In the case of outdoor landscapes, the AMACS Base's location and location of trilateration sensors may need to be established with surveying or possibly a direct link to satellite positioning. Their locations will need to be input directly into the digital blueprint manually or computerized for Guidance System setup since the AMACS Bases won't be able to measure its own location very easily from its surroundings.

Now, once the AMACS Base has its location nailed down, the onboard Computer can plot work orders and navigate a Cleaning Unit or Units, The LM Bot or Bots and Flight Drones through the day to day cleaning tasks. The cleaning bots may require a built-in compass, along with other sensors such as; bump sensors, odometer, LIDAR, sonar, sonic, RF, infrared, etc., to help with positioning, keeping to the work order and making maneuvers such as; turning around at the end of a room while shampooing or vacuuming. This is important for completing work orders and not getting off the cleaning path in a way that a portion of a surface to be cleaned is missed.

In addition to guidance, the Flight Drone and bot scans add to the digital blueprints of the home, building or facility, a 3d representation of the workplace, which is necessary for operation of Flight Drones. Also, the blueprints data can supply all the different surface types around the work site: various flooring types, wall type and finish texture, ceiling type and finish texture whether they be wood, metal, concrete, stucco or textured sheetrock. This helps determine the cleaning process needed for each surface. In addition, furniture and home décor can be scanned for shape, dimensions, color, density and material type, with scanning devices/sensors to determine material compositions and cleaning methods necessary. This is especially necessary, to determine if something is for instance, fragile or breakable, to know how to best clean it or not to clean at all. Also, at initial installation objects that are determined 100% uncleanable by the AMACS System, can be input into the system as do not touch.
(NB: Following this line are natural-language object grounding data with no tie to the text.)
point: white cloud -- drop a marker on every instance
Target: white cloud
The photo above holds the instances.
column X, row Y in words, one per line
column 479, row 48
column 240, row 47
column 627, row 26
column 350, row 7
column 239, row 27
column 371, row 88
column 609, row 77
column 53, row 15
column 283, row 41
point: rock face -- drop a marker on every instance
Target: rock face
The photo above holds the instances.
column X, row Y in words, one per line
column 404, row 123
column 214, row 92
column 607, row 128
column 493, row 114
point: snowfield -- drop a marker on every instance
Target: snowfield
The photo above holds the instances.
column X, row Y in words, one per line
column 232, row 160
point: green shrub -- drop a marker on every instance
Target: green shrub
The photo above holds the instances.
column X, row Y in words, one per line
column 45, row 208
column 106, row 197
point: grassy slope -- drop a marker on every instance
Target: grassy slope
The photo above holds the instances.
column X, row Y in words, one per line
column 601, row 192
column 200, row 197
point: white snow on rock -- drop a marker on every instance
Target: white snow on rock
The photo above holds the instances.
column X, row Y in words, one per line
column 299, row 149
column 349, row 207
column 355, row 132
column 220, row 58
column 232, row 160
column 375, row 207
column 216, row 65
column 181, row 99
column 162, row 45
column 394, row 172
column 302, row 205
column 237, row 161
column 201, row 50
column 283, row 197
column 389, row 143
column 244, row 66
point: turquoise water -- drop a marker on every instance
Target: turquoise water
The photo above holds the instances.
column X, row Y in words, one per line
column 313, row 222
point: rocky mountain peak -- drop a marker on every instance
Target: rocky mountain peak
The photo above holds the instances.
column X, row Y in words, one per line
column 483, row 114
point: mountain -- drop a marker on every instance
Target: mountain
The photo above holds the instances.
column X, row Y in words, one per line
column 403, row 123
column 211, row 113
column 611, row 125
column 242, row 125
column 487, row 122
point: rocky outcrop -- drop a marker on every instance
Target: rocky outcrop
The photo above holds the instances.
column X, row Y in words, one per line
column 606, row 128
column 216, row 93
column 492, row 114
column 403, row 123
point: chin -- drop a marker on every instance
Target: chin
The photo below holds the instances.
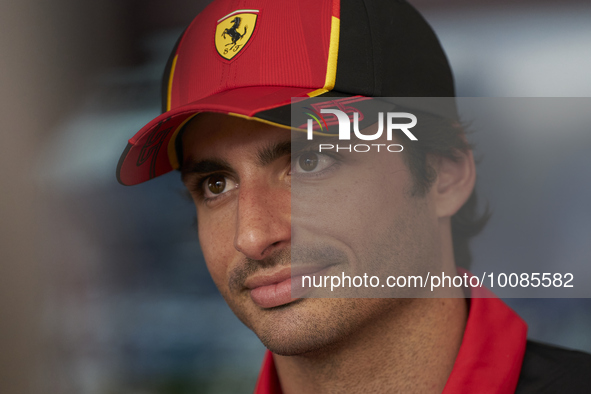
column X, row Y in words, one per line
column 306, row 327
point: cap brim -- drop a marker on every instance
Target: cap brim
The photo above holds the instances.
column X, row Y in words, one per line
column 151, row 151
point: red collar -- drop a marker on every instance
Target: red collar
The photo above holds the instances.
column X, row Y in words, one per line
column 489, row 360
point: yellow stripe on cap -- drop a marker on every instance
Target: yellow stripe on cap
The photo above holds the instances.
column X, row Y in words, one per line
column 172, row 156
column 333, row 55
column 170, row 77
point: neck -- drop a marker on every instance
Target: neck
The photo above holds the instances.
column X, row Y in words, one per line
column 410, row 349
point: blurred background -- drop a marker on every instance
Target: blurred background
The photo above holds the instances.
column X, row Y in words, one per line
column 103, row 288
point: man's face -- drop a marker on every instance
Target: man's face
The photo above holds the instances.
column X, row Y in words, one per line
column 355, row 213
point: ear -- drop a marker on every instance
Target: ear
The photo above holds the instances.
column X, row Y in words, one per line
column 454, row 184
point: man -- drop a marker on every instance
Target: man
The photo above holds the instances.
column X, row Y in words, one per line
column 270, row 208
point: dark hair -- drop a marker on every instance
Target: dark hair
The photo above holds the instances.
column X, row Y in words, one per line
column 444, row 138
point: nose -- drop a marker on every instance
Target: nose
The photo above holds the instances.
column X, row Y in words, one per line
column 263, row 220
Knowing the size of objects is necessary for plotting accurate work orders. To aid this process, Microchips that can be sensed by the on bored sensing apparatuses, can be placed on objects to for instance, not clean or just identify. When home décor is moved from place to place, it is immediately recognized by the system. Once chip is placed on object, a manual scanner could be used that takes down all of the item's dimensions and info, to upload info to chip. Alternatively, either a manual scanner or the bots can scan items and use a combination of a camera and the internet to find item make and model, to come up with item schematics to be uploaded to its chip. This can also be helpful to identify no clean orders and objects such as children's toys that could be loosely scattered and mistaken for trash.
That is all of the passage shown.